Yes, I earn a decent living by selling catfish fingerlings to fishermen

Matured Catfish being harvested.(Photo: Nanjinia Wamuswa)

Most Christians do not eat catfish, referring to the Bible in Leviticus, which says, “Of all the creatures living in the water of the seas and the streams you may eat any that have fins and scales.” Catfish does not have scales.

But other fish types find catfish delicious and fishermen use its fingerlings as bait in deep waters of Lake Victoria. That is how Joel Aduma reaps big from his catfish farming.

Between 1996 and 2003, the retired primary school teacher was one of the most prolific tilapia fish farmers in Masana village at the border of Vihiga and Kisumu counties. But the Aduma, 65, suddenly changed and ventured into the little known clarias fish farming.

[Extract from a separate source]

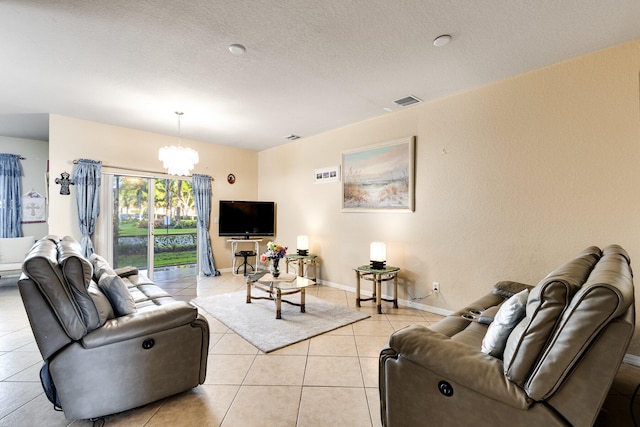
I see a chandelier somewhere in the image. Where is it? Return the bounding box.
[158,111,200,176]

Clarias, commonly known as catfish, are a diverse group of ray-finned fish, named for their prominent barbels, which resemble a cat’s whiskers.

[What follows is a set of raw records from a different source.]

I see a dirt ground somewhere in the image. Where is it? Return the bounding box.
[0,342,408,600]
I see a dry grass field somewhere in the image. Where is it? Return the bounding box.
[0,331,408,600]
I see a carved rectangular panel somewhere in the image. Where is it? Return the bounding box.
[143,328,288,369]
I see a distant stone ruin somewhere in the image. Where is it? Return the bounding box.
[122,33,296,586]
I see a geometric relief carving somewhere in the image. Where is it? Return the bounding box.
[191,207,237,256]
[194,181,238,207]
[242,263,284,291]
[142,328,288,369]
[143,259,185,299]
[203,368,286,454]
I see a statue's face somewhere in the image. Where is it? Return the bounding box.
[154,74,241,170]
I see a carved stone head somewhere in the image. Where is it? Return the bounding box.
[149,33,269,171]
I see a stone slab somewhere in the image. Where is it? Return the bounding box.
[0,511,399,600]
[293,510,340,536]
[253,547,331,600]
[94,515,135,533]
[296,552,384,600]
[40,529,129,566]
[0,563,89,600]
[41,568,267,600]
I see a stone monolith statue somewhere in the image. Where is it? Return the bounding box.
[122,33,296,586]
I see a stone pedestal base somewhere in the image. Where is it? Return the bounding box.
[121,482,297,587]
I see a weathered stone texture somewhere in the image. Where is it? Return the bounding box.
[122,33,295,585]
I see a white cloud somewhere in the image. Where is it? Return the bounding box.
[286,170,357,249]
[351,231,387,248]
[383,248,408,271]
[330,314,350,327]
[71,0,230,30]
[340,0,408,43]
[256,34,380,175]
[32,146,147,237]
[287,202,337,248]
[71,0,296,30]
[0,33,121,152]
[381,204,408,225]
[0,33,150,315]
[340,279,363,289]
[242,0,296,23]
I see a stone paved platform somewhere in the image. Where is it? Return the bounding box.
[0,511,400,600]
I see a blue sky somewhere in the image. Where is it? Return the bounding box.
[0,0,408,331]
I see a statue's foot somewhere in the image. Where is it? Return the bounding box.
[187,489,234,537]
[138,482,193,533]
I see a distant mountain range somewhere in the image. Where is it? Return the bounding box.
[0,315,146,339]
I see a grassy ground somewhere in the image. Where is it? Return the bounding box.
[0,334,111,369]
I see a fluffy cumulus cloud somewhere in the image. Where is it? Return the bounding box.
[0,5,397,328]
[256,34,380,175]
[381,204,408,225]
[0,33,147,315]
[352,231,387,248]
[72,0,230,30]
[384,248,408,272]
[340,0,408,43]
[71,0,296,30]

In Western, they are common in shallow streams, and mostly reproduce in natural environments during rainy seasons.

“Not many people like to eat this fish, but flexible Christians have no issue with it, and it is very delicious,” says Aduma.

Having discovered the secret to running a successful catfish farming, Aduma, who learnt his skills while teaching at Sidika Primary School in Nyahera, Kisumu West, now focuses on propagation of catfish and selling the fingerlings when they are 21 days old.

“The fingerlings are on high demand. So I use the big catfish for propagation, while only a few are sold as food,” he says, adding that more fish farmers from the area have discovered the secret to catfish farming.

In propagation, Aduma kills two six-month-old male catfish and extracts their pituitary glands, which are found under the skull, and puts them in a glass of water. He adds one tablespoon of table salt to the water and stirs into a solution. Two mililitres of the solution is then drawn in a syringe and injected into a six-month female catfish from behind. The female fish must have eggs that are just beginning to turn grey.

The injection is meant to trigger ovulation in the female catfish, which is kept in a special propagation equipment for two days.

On the third day, the fish is removed, and the ovulated eggs are squeezed out on a special net dipped in water in a propagation trough and the solution of pituitary gland in the glass poured on the eggs for fertilisation.

The fertilised eggs are then left in the trough for two days, where about 10,000 fingerlings are hatched and transferred into a small fertilised pond, where they grow as they wait to be supplied to the market.

“The catfish fingerlings rarely die, especially if the environment is not harsh. They feed on the small plants from the fertilised pond and can be sold after 21 days at Sh5 each,” says Aduma.

From one propagation, Aduma makes about Sh50,000 and he does two propagations in a month. “The biggest advantage with catfish is that they are hardened and are rarely infected by diseases. They also eat many things, including food remains, worms and other algae plants in the pond, so feeding them is cheap,” says Aduma. The biggest challenge is that they cannot reproduce in a pond and a farmer requires specialised training to earn big from the trade.

“The fish are also very violent and eat their fingerlings, hence they cannot be put in one pond with smaller ones,” he says. however, Aduma adds, this can be an advantage as the catfish can be used to control the population in tilapia ponds.

They are also active and can jump out of the ponds and into the natural waters, especially during rains.

Aduma got interested in fish farming in 1996, when Kisumu Catholic Archbishop Zacchaeus Okoth introduced the practice in schools.

He says he was one of the teachers trained to champion the project in his school.